Graphene-MnO2 Hybrid Nanostructure as a New Catalyst for Formaldehyde Oxidation

Graphene-based hybrids for catalysis are currently attracting tremendous attention due to their unique and advantageous properties. However, the application in gas-phase thermal catalysis including the catalytic oxidation of volatile organic compounds (VOCs) remains a theoretical research stage. Here we developed a new use of graphene-based hybrid as a catalyst for formaldehyde (HCHO) oxidation.
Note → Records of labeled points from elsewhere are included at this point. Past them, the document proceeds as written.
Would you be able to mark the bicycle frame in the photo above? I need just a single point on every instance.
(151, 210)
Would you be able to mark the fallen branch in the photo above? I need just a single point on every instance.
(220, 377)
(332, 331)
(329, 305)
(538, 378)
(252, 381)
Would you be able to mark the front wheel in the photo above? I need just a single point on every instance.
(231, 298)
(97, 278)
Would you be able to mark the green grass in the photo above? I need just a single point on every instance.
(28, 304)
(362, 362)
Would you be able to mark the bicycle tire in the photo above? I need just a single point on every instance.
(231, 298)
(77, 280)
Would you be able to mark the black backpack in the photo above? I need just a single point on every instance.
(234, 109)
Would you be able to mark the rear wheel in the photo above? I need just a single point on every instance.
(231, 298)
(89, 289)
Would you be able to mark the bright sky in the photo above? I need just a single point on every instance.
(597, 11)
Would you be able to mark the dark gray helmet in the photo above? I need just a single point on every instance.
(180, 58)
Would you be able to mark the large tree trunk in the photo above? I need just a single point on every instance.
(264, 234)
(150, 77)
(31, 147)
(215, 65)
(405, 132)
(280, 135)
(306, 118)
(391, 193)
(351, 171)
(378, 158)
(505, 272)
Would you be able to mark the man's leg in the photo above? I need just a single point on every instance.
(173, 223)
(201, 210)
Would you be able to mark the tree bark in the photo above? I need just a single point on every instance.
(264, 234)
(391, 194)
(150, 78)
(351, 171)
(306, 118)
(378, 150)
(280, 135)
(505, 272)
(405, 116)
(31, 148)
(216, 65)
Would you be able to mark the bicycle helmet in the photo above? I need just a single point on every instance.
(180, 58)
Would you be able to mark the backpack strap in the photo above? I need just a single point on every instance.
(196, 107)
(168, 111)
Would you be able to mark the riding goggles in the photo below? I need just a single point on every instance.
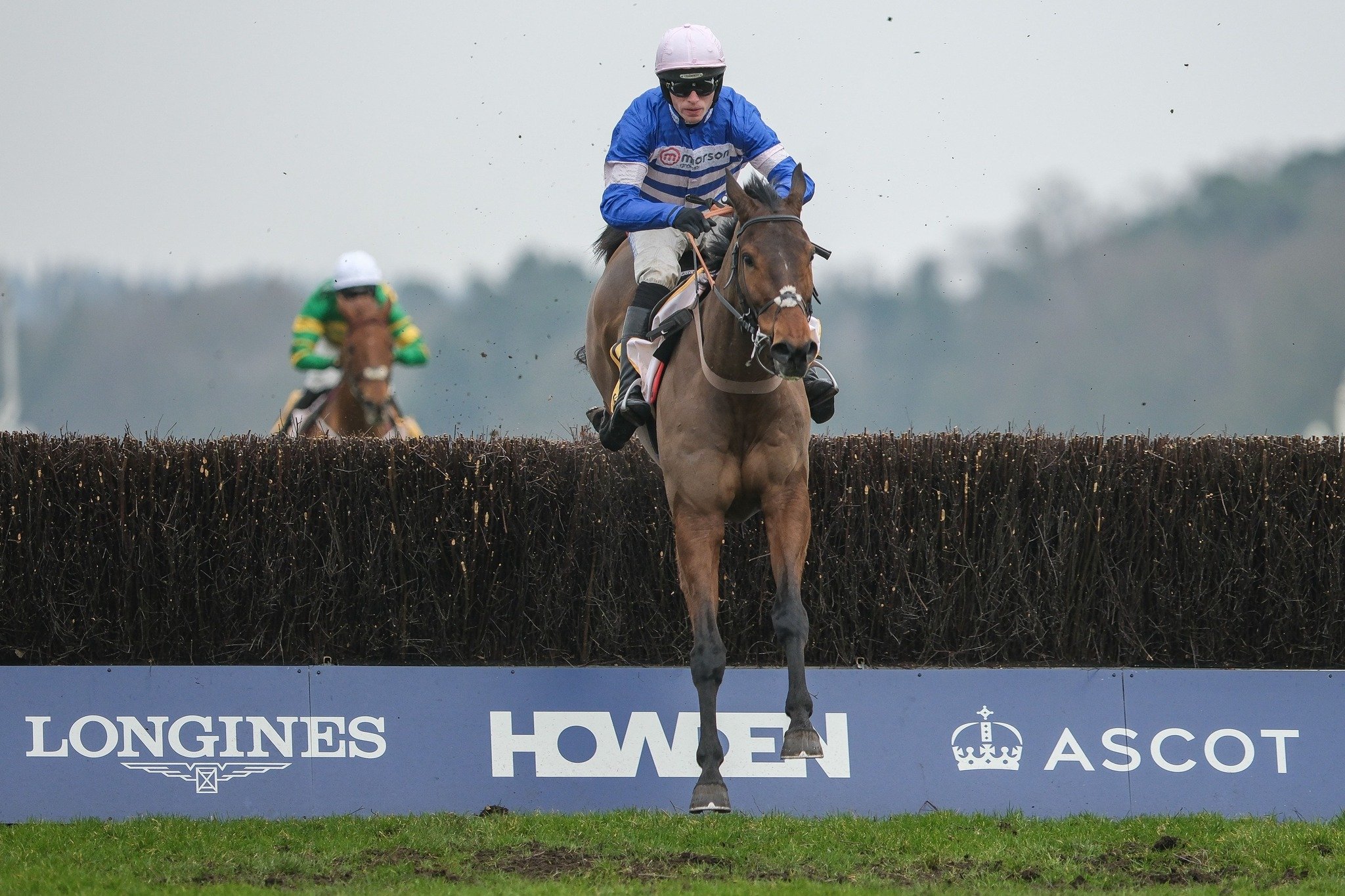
(703, 88)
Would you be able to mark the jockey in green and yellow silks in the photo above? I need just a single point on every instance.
(320, 319)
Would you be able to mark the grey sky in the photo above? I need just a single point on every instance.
(206, 139)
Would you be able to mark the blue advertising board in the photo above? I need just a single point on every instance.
(315, 740)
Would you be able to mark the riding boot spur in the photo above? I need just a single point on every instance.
(821, 389)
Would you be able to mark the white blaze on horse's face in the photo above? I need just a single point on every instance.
(789, 297)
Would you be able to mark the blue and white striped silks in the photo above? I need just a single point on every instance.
(657, 161)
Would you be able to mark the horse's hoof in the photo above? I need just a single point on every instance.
(598, 418)
(711, 797)
(802, 743)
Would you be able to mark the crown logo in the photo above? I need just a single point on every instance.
(974, 756)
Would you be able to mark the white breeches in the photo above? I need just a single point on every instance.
(658, 255)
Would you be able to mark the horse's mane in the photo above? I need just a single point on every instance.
(758, 188)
The hybrid design of MnO2 catalyst incorporated on graphene nanosheets not only exposes more active surface for catalysis, introduces expressways for charge travel during redox reaction, but also brings a large amount of surface OH- species, which simplifies the decomposition pathway of HCHO without the generation and oxidation of intermediate CO. Therefore, this hybrid design enables great performance enhancements in HCHO oxidation as compared to pure MnO2 and even other noble metal catalysts, displaying a much low 100% removal temperature of 65 degrees C. Highly stable performance and excellent recycling ability are also observed over graphene-MnO2 hybrids. Kinetic tests reveal that the introduction of graphene reduces activation energy of MnO2 catalyst from 65.5 to 39.5 kJ mol(-1).